Originally published: June 10, 2010
Last updated: June 10, 2010 - 3:40pm
Hoping to enlist Silicon Valley in the upcoming battle in Washington over whether the Federal Communications Commission can spark the creation of a national broadband system, FCC Commissioner Michael Copps said Wednesday at Stanford University that the future health of the nation's democracy is at stake if a few "gatekeepers" control access to the Internet.
In a strongly worded talk preceding meetings with executives at Google and Apple, Commissioner Copps told members of the Churchill Club, a Silicon Valley business and technology forum, that the building of a national broadband system is like the canals, railroads, interstate highways and telephone and electrical systems built by earlier generations. "Increasingly, our national conversation — our news and information, our knowledge of one another — will depend on the Internet," said Commissioner Copps, who called a national high-speed Internet system linking most homes and businesses "America's great enabler" of job creation, education and solutions to problems like global warming.

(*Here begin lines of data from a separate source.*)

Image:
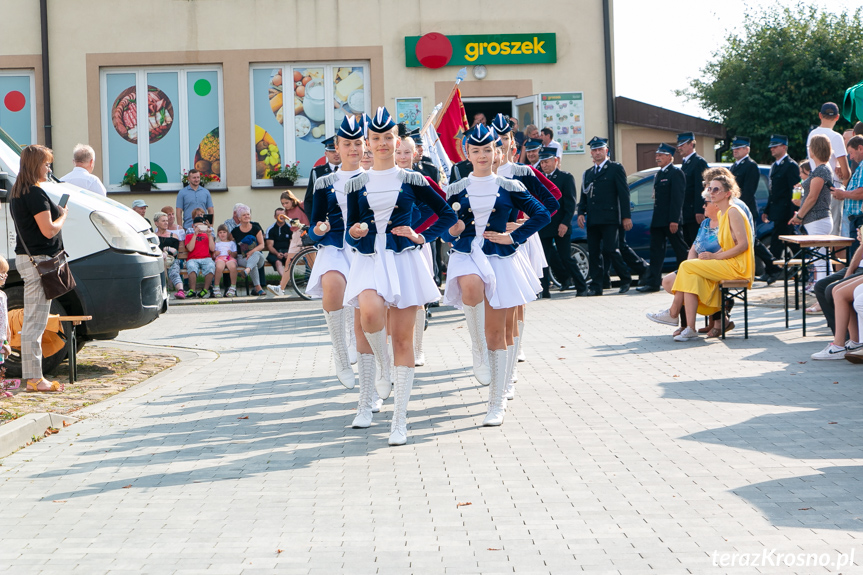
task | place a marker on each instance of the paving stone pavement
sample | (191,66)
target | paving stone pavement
(624,452)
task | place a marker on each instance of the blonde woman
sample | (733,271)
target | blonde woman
(697,283)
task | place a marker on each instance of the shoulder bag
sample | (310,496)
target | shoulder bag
(54,273)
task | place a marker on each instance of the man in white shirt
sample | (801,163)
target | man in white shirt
(81,175)
(547,135)
(838,160)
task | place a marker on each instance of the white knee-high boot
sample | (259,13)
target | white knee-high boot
(352,335)
(403,385)
(521,356)
(496,408)
(419,330)
(475,317)
(378,343)
(365,406)
(512,361)
(336,327)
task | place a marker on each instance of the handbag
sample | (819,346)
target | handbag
(54,272)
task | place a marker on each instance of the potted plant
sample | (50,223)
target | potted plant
(140,183)
(286,176)
(205,178)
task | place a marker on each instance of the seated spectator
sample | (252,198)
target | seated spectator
(278,241)
(173,226)
(170,246)
(697,283)
(836,294)
(225,253)
(705,241)
(249,237)
(200,244)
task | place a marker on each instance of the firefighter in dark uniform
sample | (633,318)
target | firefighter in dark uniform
(555,237)
(604,207)
(332,164)
(423,163)
(693,167)
(747,174)
(669,185)
(784,175)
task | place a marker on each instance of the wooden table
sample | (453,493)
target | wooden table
(807,251)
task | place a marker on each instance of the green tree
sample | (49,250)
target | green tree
(773,77)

In other remarks, Commissioner Copps said the FCC has a growing interest in the quality of journalism, hinting that he would support some sort of public subsidy for the beleaguered news business. Citing statistics showing a 50 percent decline in the newsgathering capacity of broadcast television, and a 30 percent decline in the newsgathering capacity of newspapers, Copps said, "new media has not found a model to replicate online what has been lost offline." "We don't have a model to support the level and the kind of journalism our democracy requires," he said, citing data that 95 percent of original newsgathering is done by newspapers or broadcast television, including much of the content available online. "This is one of the biggest problems the country faces right now."